TRADE TURNAROUND: A great number of Chinese goods are exported all over the world through the bustling Xiamen Haicang Port (ZHANG GUOJUN)
As massive government investments keep China's growth engine humming, the entrenched gloom appears to be giving way to a tide of optimism. This was a marked improvement, but not necessarily a guarantee of recovery, as worries arise that the growth momentum could dry up once policymakers phase out stimulus aid. Fan Gang, Director of the National Economic Research Institute under the China Reform Foundation, discusses these issues in an article recently published on the Economic Information Daily. Edited excerpts follow:
The Chinese economy is shaking off the enormous slack that has accumulated on the export front, making way for a sustainable trajectory out of the economic slump. High budget flexibility has put the government in a better position to buck up growth, and most importantly fresh incentives are sprouting up to bode well for a long-term prospective future.
The real estate market has seen remarkable improvement, but a peak in investments will not arrive until next year. The sales boom this year will provide property developers with more resources to devote to new projects in coming years. Many of them have already been rushing to scoop up land in major urban centers, signaling an investment upturn in the near future. This will provide an effective cushion against the downturn, and help shore up an array of upstream industries like steel and cement.
The manufacturing industry has also shown remarkable signs of improvement, lifting itself off a very low floor where it lay only a half year ago. The industry is less likely to see a substantial turnaround this year as enterprises clear up excess inventories and absorb overcapacity. A sharp uptrend should follow as the enterprises expand employment and restart investment projects that languished in the last year.
Demands for Chinese exports remain lackluster as Western consumers adopt a thrifty, conservative mindset in the wake of the deep recession. However, it is just a matter of time before the export woes fade as Chinese exporters leverage low costs and put more effort into branding. August exports grew 3.4 percent month-on-month, providing encouraging news that will hopefully be followed by a reversal in the prolonged downward streak.
Looking ahead, the world economy will take heart from the globally coordinated economic stimulation measures, though uncertainties will inevitably remain. The less-affected emerging economies will play a swift catch-up while Europe and Japan are reeling from a credit crunch and painful loss of jobs. The U.S. economy, in particular, may continue to sag in the shadow of the financial contagion.
The U.S. Government has pumped hundreds of billions of dollars into a bailout program almost as powerful as the 4-trillion-yuan ($586 billion) stimulus package of China. But a bulk of the money was used to fill deep holes in the balance sheets of beleaguered financial institutions. This almost certainly cannot create the same kind of demand as that experienced in China's spending spree on infrastructures.
In addition, China's precautious measures have also set up a firewall against the crisis. Long before the financial chaos broke out, Chinese policymakers had put a damper on the overheating economy and let air out of the real estate and stock market bubbles, paving the way for a much-needed soft landing of the economy.
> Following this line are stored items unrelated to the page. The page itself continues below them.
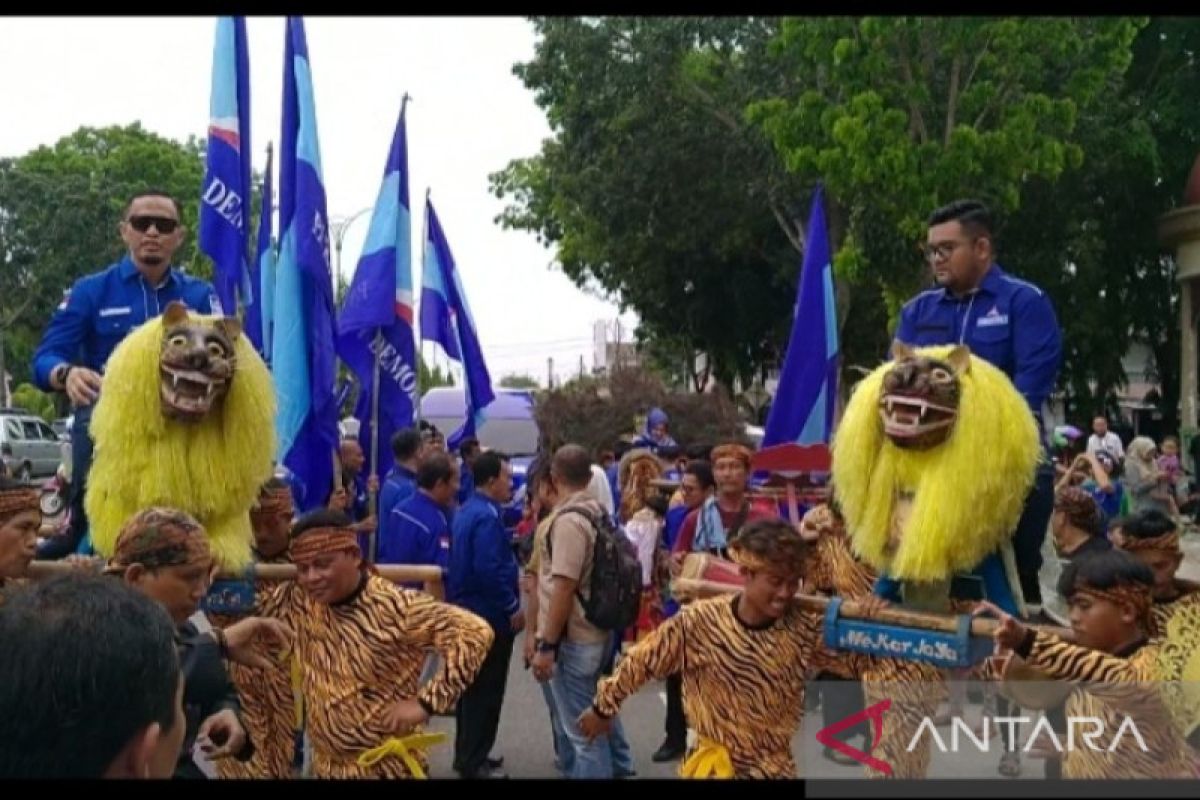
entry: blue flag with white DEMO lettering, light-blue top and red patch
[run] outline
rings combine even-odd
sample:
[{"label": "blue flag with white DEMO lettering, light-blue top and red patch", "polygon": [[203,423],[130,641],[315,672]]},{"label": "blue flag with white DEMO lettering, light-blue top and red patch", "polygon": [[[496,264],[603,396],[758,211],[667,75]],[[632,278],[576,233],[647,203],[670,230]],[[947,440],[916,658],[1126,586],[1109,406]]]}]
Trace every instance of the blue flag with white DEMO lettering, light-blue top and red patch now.
[{"label": "blue flag with white DEMO lettering, light-blue top and red patch", "polygon": [[[378,475],[391,469],[391,435],[412,427],[416,404],[416,353],[413,342],[412,213],[408,201],[408,134],[404,109],[388,151],[383,186],[354,281],[337,319],[337,354],[358,377],[359,441]],[[379,426],[372,429],[374,361],[379,357]]]}]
In another move, a sweeping reform a few years ago left Chinese banks less vulnerable to the sub-prime mortgage fallout.
All in all, we have confidence that the Chinese economy will grow at least 8 percent in the next two years, but holding up the long-term prospect will require more policy moves.
While the economic downturn is wearing off, its far-reaching implication for China's future may have just started to be felt.
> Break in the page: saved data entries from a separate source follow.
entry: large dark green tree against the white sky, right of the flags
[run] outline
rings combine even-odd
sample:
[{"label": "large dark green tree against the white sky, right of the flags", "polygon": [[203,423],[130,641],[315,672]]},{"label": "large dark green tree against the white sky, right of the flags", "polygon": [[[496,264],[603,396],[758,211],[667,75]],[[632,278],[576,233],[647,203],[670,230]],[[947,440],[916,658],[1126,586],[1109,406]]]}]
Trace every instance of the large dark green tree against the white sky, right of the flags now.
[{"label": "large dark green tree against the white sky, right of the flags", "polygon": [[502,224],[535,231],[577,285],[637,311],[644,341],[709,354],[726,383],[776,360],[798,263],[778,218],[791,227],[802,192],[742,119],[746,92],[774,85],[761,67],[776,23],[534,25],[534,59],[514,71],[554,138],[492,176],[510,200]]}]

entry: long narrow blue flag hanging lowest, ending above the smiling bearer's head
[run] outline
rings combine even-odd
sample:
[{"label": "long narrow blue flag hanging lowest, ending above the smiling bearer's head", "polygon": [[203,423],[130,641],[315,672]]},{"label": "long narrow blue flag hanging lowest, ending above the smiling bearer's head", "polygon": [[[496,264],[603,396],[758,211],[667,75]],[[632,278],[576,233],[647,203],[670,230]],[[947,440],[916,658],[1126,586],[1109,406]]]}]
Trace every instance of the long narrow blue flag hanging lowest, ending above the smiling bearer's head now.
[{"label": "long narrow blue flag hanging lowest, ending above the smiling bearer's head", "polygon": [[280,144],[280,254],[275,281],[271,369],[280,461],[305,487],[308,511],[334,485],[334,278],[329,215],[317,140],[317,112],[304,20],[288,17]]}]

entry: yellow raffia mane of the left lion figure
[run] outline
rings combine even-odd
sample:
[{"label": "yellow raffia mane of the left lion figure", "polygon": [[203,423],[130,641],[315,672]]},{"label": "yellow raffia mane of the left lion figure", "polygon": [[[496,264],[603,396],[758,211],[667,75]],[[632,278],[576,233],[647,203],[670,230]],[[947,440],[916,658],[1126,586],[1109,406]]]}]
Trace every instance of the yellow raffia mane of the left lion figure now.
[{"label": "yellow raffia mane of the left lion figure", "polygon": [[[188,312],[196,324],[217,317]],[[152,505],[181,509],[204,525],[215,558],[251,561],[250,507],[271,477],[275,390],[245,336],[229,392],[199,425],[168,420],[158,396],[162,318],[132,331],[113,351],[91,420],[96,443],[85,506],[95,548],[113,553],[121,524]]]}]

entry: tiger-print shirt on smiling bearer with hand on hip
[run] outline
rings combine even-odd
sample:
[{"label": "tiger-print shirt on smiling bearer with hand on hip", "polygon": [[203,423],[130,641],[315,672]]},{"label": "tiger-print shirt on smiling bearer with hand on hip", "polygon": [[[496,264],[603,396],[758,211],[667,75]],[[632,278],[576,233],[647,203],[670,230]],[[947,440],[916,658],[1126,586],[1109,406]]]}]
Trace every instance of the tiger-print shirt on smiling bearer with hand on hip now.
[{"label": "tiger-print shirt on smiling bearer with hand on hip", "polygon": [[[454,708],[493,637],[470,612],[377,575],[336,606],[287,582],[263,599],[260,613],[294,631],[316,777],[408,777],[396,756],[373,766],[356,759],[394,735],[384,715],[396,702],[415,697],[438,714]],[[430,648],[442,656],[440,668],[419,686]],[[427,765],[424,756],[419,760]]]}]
First, the downturn has offered an obvious catalyst for China to shift its economy away from exports and rely more on domestic consumptions. The savings rate of Americans is on the rise, adding urgency to China's rebalancing task. It is now imperative for policymakers to make repairs to the social security net and increase the income of residents to spark consumer interest. Efforts are also needed to bridge the rural-urban income gap to propel the underdeveloped rural economy.
Second, as the financial sector loses shine, the real economy gains weight as a solid foundation for the global recovery. So if there is one lesson China should learn from the financial crisis, it is this: never overlook the manufacturing industry, the beating heart of the economic miracle. In terms of the financial sector, it is also necessary to take full account of hidden risks.
Third, a global trend of low-carbon economy is taking shape as the Unite States and Japan have made a push into clean industries and new energies. In the face of acute energy shortages and environmental damages, China has a reason to press ahead with low-carbon technological advancements and promote the green economy.
Fourth, emerging economies have contributed to more than 40 percent of the world's economic growth, and will continue to be major contributors. Closer monetary and trade coordination between these emerging economies is adding luster to their revitalization efforts. Whether many Chinese exporters could survive and prosper amid downturns may to an extent depend on how well they fare in the emerging markets.
Fifth, the financial crisis offered an opportunity for ambitious Chinese enterprises to become global players as they acquire financially distressed foreign assets. But taking a page from history books may be necessary in this endeavor, as the path to going global is hidden with pitfalls. As a result, the expansion-minded Chinese enterprises must keep a vigilant eye on potential risks, such as cross-cultural differences and management obstacles.